As I’ve also written on Slate, “geil” has a double meaning–it means “cool,” but it also means “horny.” I’ve only translated it as “cool” here, but please keep the double-meaning in mind–or else the video might not make any sense (ha)!

Super süß, super sexy, super easy, supergeil
Super Leute, super lieb, super Love, supergeil
Super Uschi, super Muschi, super Sushi, supergeil
Super heftig, super deftig, super lässig, supergeil
Super fit, super fresh, super Livestyle, supergeil
Super Power, super stark, super Markt, supergeil

Super sweet, super sexy, super easy, super-cool
Super people, super cute, super love, super-cool
Super Uschi*, super pussy**, super sushi, super-cool
Super fierce, super hearty, super easygoing, super-cool
Super fit, super fresh, super lifestyle, super-cool
Super power, super strong, supermarket, super-cool

CHORUS:

Es ist supergeil, supergeil
Richtig supergeil, supergeil
Ich finds supergeil, supergeil
Denn du bist supergeil

It is super-cool, super-cool
Absolutely super-cool, super-cool
I find it super-cool, super-cool
Because you are super-cool

Super knister, super knusper, super Snack, supergeil
Super Freunde, super spritzig, super Party, supergeil
Super Optik, super chillig, super Cookies, supergeil
Super Sonntag, super Montag, super lazy, supergeil
Super crunchy, super tasty, super crazy, supergeil
Super fruchtig, super lecker, super smooth, supergeil

Super sizzling, super crispy, super snack, super-cool
Super friends, super fizzy, super party, super-cool
Super optics, super chill, super cookies, super-cool
Super Sunday, super Monday, super lazy, super-cool***
Super crunchy, super tasty, super crazy, super-cool
Super fruity, super delicious, super smooth, super-cool

[CHORUS]

Sehr, sehr geile Sachen hier
Bio ist auch sehr, sehr geil
Sehr geile Bioprodukte, toll

Very, very cool stuff here
Organic is also very, very cool
Very cool organic products, excellent

[CHORUS]

Guck ma hier, sehr, sehr geile Fritten, super
Sehr geiler Dorsch übrigens, sehr geil
Oh hier, Klopapier, oh, das ist aber weich
Sehr, sehr geil, super

Oh check it out, very, very cool fries, super
Very cool cod, by the way, very cool
Oh look here, toilet paper, ooh, now that’s soft****
Very, very cool, super

*nickname for Ursula, also, thanks to the smarts of a native-German commenter, sometimes slang for “sexy lady”

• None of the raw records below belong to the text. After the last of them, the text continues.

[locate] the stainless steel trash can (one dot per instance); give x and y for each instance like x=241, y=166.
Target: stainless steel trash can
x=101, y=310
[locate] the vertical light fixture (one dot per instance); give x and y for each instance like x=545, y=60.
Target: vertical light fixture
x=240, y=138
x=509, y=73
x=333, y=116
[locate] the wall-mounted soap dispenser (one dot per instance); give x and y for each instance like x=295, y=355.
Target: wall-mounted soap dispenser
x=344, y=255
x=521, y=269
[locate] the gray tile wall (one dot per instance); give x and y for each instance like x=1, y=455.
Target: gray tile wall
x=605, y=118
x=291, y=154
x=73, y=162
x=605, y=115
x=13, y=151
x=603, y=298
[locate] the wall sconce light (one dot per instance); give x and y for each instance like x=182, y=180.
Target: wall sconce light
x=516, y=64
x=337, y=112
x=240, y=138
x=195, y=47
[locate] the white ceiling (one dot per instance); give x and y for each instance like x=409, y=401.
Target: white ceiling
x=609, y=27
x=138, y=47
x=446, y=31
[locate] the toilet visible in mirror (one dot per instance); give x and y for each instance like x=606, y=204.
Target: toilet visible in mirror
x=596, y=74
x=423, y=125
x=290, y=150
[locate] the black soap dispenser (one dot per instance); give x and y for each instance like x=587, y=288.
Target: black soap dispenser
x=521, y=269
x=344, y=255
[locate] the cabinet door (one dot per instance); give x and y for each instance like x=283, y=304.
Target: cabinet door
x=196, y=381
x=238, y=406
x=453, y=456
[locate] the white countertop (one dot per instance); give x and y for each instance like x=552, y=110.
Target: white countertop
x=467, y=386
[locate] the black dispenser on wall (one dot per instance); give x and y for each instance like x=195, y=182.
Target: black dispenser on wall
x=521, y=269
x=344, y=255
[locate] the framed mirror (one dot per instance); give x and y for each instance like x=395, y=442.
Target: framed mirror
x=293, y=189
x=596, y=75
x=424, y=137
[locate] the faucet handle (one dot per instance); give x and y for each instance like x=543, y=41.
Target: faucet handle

**DOUBLE ENTENDRE OOH NAUGHTY

***German bread is the pride of the country (for good reason, shit is DIVINE). But bakeries, like very other German-owned business in the country, are either closed on Sundays or have very reduced hours. Since Germans would never dream of eating stale bread (yes, they hit the bakery almost every day), there is a special processed kind of mostly-baked, finish-in-your-oven bread sold at the store, often (but not always) croissants or some other fatty bread, called Sonntagsbrötchen (“Sunday-bread”), for freezing and baking on Sunday so that you can still have “fresh” bread at your big Sunday dinner (which is actually lunch).

****a PERNICIOUS falsehood. German toilet paper is like sandpaper dipped in spikes. Germans are much more environmentally friendly than we are, and as such their paper products are almost all recycled, and their TP is all VERY easy to dissolve, since many of their pipes are 900 years old. Butt-softness is literally the last thing any German roll of toilet paper gives–ahem–a crap about. If you want butt-softness, you use the special aloe-covered butt wipes NEXT to the toilet paper (which, after the toilet paper, you’ll need).